Moleta Chace, Campbell J Peter, Kalpathy-Cramer Jayashree, Chan R V Paul, Ostmo Susan, Jonas Karyn, Chiang Michael F
Department of Ophthalmology, Casey Eye Institute, Oregon Health & Science University, Portland, Oregon.
Athinoula A. Martinos Center for Biomedical Imaging, Department of Radiology, Massachusetts General Hospital, Charlestown, Massachusetts.
Am J Ophthalmol. 2017 Apr;176:70-76. doi: 10.1016/j.ajo.2016.12.025. Epub 2017 Jan 11.
To identify any temporal trends in the diagnosis of plus disease in retinopathy of prematurity (ROP) by experts.
Reliability analysis.
ROP experts were recruited in 2007 and 2016 to classify 34 wide-field fundus images of ROP as plus, pre-plus, or normal, coded as "3," "2," and "1," respectively, in the database. The main outcome was the average calculated score for each image in each cohort. Secondary outcomes included correlation on the relative ordering of the images in 2016 vs 2007, interexpert agreement, and intraexpert agreement.
The average score for each image was higher for 30 of 34 (88%) images in 2016 compared with 2007, influenced by fewer images classified as normal (P < .01), a similar number of pre-plus (P = .52), and more classified as plus (P < .01). The mean weighted kappa values in 2006 were 0.36 (range 0.21-0.60), compared with 0.22 (range 0-0.40) in 2016. There was good correlation between rankings of disease severity between the 2 cohorts (Spearman rank correlation ρ = 0.94), indicating near-perfect agreement on relative disease severity.

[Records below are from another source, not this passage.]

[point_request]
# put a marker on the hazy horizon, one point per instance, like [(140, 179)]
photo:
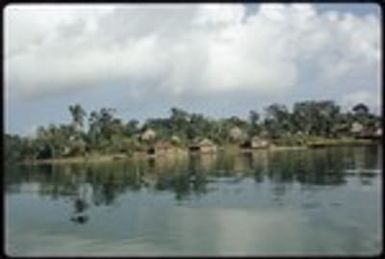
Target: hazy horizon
[(217, 59)]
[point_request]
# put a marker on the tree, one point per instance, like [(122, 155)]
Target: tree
[(78, 114)]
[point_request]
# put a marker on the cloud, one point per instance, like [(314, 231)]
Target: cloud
[(186, 50)]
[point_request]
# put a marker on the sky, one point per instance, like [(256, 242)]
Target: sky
[(217, 59)]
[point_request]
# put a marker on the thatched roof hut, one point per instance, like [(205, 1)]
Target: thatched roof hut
[(148, 134), (236, 134), (203, 146), (255, 142), (159, 148), (356, 128)]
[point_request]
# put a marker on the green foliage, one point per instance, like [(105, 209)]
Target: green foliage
[(103, 133)]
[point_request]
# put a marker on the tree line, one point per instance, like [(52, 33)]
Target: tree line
[(101, 132)]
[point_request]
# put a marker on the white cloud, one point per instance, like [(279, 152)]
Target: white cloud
[(185, 49)]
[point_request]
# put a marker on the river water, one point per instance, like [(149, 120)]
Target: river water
[(295, 202)]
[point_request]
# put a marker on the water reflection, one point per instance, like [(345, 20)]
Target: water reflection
[(85, 186)]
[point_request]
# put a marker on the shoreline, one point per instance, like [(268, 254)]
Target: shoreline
[(121, 157)]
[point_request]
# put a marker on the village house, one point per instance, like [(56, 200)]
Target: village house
[(160, 148), (357, 129), (203, 146), (255, 143), (148, 135)]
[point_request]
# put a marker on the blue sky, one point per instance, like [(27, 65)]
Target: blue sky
[(221, 60)]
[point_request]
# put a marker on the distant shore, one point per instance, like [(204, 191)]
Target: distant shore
[(100, 158)]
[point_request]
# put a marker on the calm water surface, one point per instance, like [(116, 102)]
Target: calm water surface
[(298, 202)]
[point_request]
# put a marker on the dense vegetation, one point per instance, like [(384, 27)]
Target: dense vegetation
[(101, 132)]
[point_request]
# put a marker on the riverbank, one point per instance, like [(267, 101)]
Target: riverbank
[(315, 142)]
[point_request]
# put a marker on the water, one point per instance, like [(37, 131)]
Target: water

Despite good agreement between cohorts on relative disease severity ranking, the higher average score and classifications for each image demonstrate that experts are diagnosing pre-plus and plus disease at earlier stages of disease severity in 2016, compared with 2007. This has implications for patient care, research, and teaching, and additional studies are needed to better understand this temporal trend in image-based plus disease diagnosis.
确定专家对早产儿视网膜病变(ROP)中附加病变诊断的任何时间趋势。
可靠性分析。
2007年和2016年招募了ROP专家,将34张ROP的广角眼底图像分类为附加病变、附加病变前期或正常,在数据库中分别编码为“3”“2”和“1”。主要结果是每个队列中每张图像的平均计算得分。次要结果包括2016年与2007年图像相对排序的相关性、专家间一致性和专家内一致性。
与2007年相比,2016年34张图像中有30张(88%)每张图像的平均得分更高,这受到分类为正常的图像减少(P <.01)、附加病变前期图像数量相似(P =.52)以及分类为附加病变的图像增多(P <.01)的影响。2006年的平均加权kappa值为0.36(范围0.21 - 0.60),而2016年为0.22(范围0 - 0.40)。两个队列之间疾病严重程度排名有良好的相关性(Spearman等级相关性ρ = 0.94),表明在相对疾病严重程度上几乎完全一致。
尽管队列之间在相对疾病严重程度排名上有良好的一致性,但每张图像更高的平均得分和分类表明,与2007年相比,2016年专家在疾病严重程度的更早阶段诊断附加病变前期和附加病变。这对患者护理、研究和教学有影响,需要更多研究来更好地理解基于图像的附加病变诊断中的这种时间趋势。